La première étape sera pour la Présidence qui vient ; la seconde pour les législatives et , pour la suite, c’est une bataille de pilotage qui va se dérouler . Ce pilotage va être revendiqué par l’une et l’autre tête : N.Sarkozy (ou l’un de ses séïdes) dans l’approfondissement d’une ligne tactique sans complexe ; M. Le Pen dans la volonté de devenir un chef de l’opposition antisocialiste : elle a lancé son OPA sur la droite. On pourrait même imaginer que le 1er mai, elle ouvre à ses électeurs la faculté ( ou sa compréhension) qu’ils votent Sarkozy pour ménager cette possibilité de recomposition de la droite et sortir d’un vieux ghetto . A moins qu’elle ne cherche à jouer pour de plus lointaines échéances ? Qu’a-t-elle à perdre ou à gagner entre manœuvre et bras de fer avec le président sortant ? Comment peut-elle faire si elle ne veut rester stérile ? Si elle ne joue un jeu subtil, sa « bataille de France » au soir du 22 avril pourrait bien n’être qu’un chant du cygne.
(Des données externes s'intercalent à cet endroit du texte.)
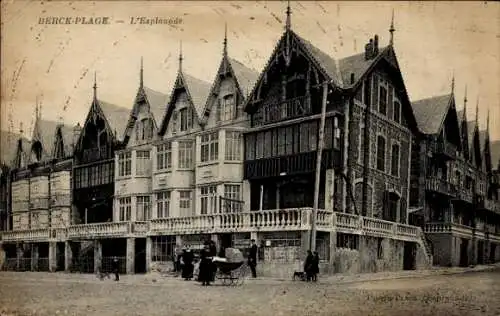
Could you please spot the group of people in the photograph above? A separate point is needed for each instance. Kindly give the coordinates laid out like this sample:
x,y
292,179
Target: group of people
x,y
207,269
311,266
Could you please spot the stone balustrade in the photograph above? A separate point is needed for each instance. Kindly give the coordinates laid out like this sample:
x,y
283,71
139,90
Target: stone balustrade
x,y
295,219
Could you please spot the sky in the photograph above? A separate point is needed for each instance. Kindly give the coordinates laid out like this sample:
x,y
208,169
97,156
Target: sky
x,y
55,64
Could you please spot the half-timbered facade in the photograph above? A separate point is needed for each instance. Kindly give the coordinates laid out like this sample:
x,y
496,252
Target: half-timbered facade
x,y
453,185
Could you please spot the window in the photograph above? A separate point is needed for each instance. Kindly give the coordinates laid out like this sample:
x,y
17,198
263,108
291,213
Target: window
x,y
125,208
125,164
164,156
186,119
143,163
163,204
233,145
143,208
380,248
186,155
382,107
381,153
397,112
185,203
209,147
208,200
227,107
395,160
232,202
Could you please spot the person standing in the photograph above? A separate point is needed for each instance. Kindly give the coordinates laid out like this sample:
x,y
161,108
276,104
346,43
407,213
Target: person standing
x,y
115,265
308,265
315,266
252,259
205,273
187,258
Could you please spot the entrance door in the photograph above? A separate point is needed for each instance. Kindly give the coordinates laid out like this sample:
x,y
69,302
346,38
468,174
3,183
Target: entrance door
x,y
409,256
464,252
140,255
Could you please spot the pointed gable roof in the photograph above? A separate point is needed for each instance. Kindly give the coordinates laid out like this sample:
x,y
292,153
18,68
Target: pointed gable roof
x,y
431,112
245,77
116,116
197,91
326,64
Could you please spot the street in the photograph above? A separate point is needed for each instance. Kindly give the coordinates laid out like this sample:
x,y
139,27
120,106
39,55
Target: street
x,y
473,293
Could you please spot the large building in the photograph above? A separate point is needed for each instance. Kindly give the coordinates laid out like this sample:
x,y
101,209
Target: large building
x,y
237,159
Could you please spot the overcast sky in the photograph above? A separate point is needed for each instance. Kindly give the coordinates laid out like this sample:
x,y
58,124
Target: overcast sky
x,y
56,62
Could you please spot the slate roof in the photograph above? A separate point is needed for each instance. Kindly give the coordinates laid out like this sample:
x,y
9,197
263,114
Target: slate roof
x,y
430,113
8,147
245,76
327,62
157,102
358,65
117,118
198,91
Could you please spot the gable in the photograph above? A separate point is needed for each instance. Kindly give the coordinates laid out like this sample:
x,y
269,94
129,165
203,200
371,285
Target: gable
x,y
189,93
287,51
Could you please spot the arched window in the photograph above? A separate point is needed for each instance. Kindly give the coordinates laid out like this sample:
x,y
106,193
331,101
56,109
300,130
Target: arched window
x,y
381,153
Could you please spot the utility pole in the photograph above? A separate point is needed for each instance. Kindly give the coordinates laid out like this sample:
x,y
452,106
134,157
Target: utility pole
x,y
321,144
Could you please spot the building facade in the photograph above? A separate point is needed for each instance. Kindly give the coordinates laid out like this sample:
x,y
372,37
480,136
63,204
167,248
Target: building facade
x,y
236,159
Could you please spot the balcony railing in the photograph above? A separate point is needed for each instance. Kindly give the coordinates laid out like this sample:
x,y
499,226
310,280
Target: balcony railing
x,y
441,186
446,149
282,110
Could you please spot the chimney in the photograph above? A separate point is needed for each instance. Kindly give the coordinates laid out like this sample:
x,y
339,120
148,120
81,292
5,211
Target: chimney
x,y
368,50
76,134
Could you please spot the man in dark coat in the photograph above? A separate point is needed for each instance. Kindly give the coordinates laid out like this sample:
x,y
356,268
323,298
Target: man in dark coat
x,y
115,265
252,258
187,258
315,266
308,265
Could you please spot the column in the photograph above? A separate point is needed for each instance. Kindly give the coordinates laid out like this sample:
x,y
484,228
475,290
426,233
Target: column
x,y
52,256
329,189
68,256
130,255
149,248
34,257
333,249
19,257
97,255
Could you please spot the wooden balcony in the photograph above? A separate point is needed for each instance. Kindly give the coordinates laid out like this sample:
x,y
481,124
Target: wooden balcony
x,y
464,195
445,149
440,186
297,219
289,165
Le combat prioritaire aujourd’hui - comme Jean-Luc Mélenchon l’avait bien senti - est donc essentiellement de faire barrage à la montée d’une force globale de la nouvelle droite. La droite traditionnelle française que nous avons pu comme citoyens critiquer dans certaines de ses politiques en même temps que, en tant que fonctionnaires, nous n’avons pas eu de cas de conscience à la servir, cette droite traditionnelle (avec Pompidou, Giscard, Chirac et même Juppé et d’autres aux affaires aujourd’hui ) a porté l’honneur et a eu la raison de n’avoir jamais transigé avec un Front National dont les attractivités actuelles restent tout à fait enracinées dans le terreau des ignominies passées ( la collaboration, l’antisémitisme, les racismes, le colonialisme répressif). Mais il faut bien comprendre que de ces passés, les exclus, les invisibles, les victimes sociales d’aujourd’hui se moquent plutôt et que ce ne sont pas ces vieux thèmes qui feront le barrage. Celui-ci ne peut venir que d’un Front Républicain. Sinon, demain les droites globalement majoritaires dans le pays peuvent l’emporter. Cette probabilité ne peut être écartée que si la candidature de François Hollande sait répondre aussi à la colère qui nourrit des citoyens respectables ayant voté à l’extrême droite. On ne demande pas au candidat socialiste et humaniste de les suivre dans leurs réactions épidermiques à l’encontre des immigrés, mais on demande au candidat socialiste de savoir – comme va d’ailleurs le faire son rival – répondre à leurs attentes et à leurs inquiétudes en ce qui concerne l’euromondialisation.Il faut qu’il sache leur dire à ces électeurs frontistes comme à bien des électeurs de gauche , avec son lieutenant Montebourg et avec le soutien d’un Jean-Luc Mélenchon qui a réfléchi et qui a déminé en ce sens qu’il saura défendre leurs emplois contre les ravages de l’ouverture commerciale à tous les produits des pays à bas prix de revient, et défendre leurs revenus, leurs services publics et sociaux et leur niveau de vie contre la dictature monétaire de la banque centrale européenne. S’il ne sait pas franchir ces deux pas il est menacé, et la République avec lui.